Дед Эркки работал на машиностроительном заводе Крулля, он был мастером, собирал паровозы. Мать Эркки показывала мне старую фотокарточку, которую они раздобыли в архиве: на ней дед, молодой, светловолосый, веселый, стоит со своей командой монтеров возле огромных паровозных колес, паровоз, разумеется, целиком не поместился. Дед часто вспоминал долгое путешествие по железной дороге, остановки на темных грустных полустанках, плохую еду, отсутствие туалета и болезни – дизентерию, коклюш, воспаление легких; мертвых хоронили прямо на станциях; тогда он проникся и огромностью России, и ее безграничным равнодушием к человеку, тем более к нему, иностранцу, он ощутил себя щепкой, но решил во что бы то ни стало держаться. «Я стану занозой в этой стране, решил я! – так он рассказывал маленькому Эркки. – Решил выжить во что бы то ни стало! И я выжил, пройдя через то, что очень многих погубило. Жил всю жизнь с волчьим билетом – без образования ты ничего не достигнешь! Имея образование, ты хотя бы с интеллигентными людьми будешь общаться». В Барнауле дед работал литейщиком на медеплавильном заводе. Эркки с мамой долго жили на окраине города в старом кирпичном здании с высокими потолками, длинными лестницами и коридорами, вид был на парк, куда он бегал играть. Его фамилию русифицировали – Кенёсин, с ударением на «ё».

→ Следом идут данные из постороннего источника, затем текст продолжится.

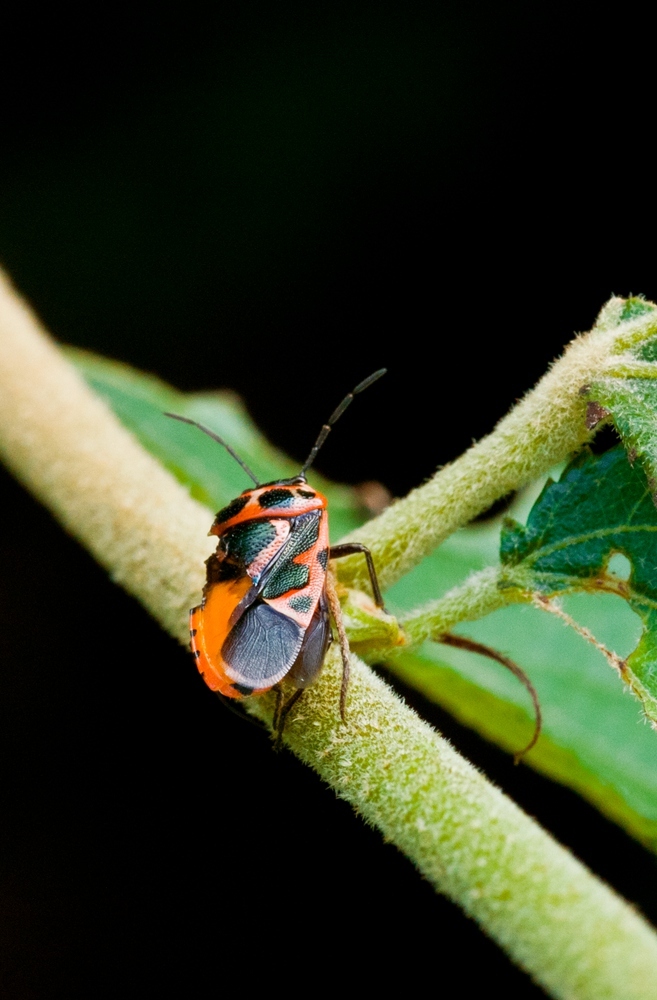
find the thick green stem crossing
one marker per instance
(542, 430)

Мать об отце Эркки ничего не рассказывала. Он, судя по себе, догадывался, что тот был рыжий, крепко сбитый, вспыльчивый, любил выпить. Когда дед умер, мать исхитрилась бежать из Сибири, они переехали в Алма-Ату, где она преподавала в школе английский. Ее очень ценили, делали ей подарки несколько раз в году, родители учеников стояли у дверей, задавали много вопросов, ученики ее тоже любили, все хотели общаться и с ним тоже. Они жили в большой просторной квартире в самом центре города посреди причудливых домов со ставнями и шпилями, всюду росли пушистые тополя, золотились извилистые акации. Жизнь в этом городе текла иначе, здесь все были как во хмелю.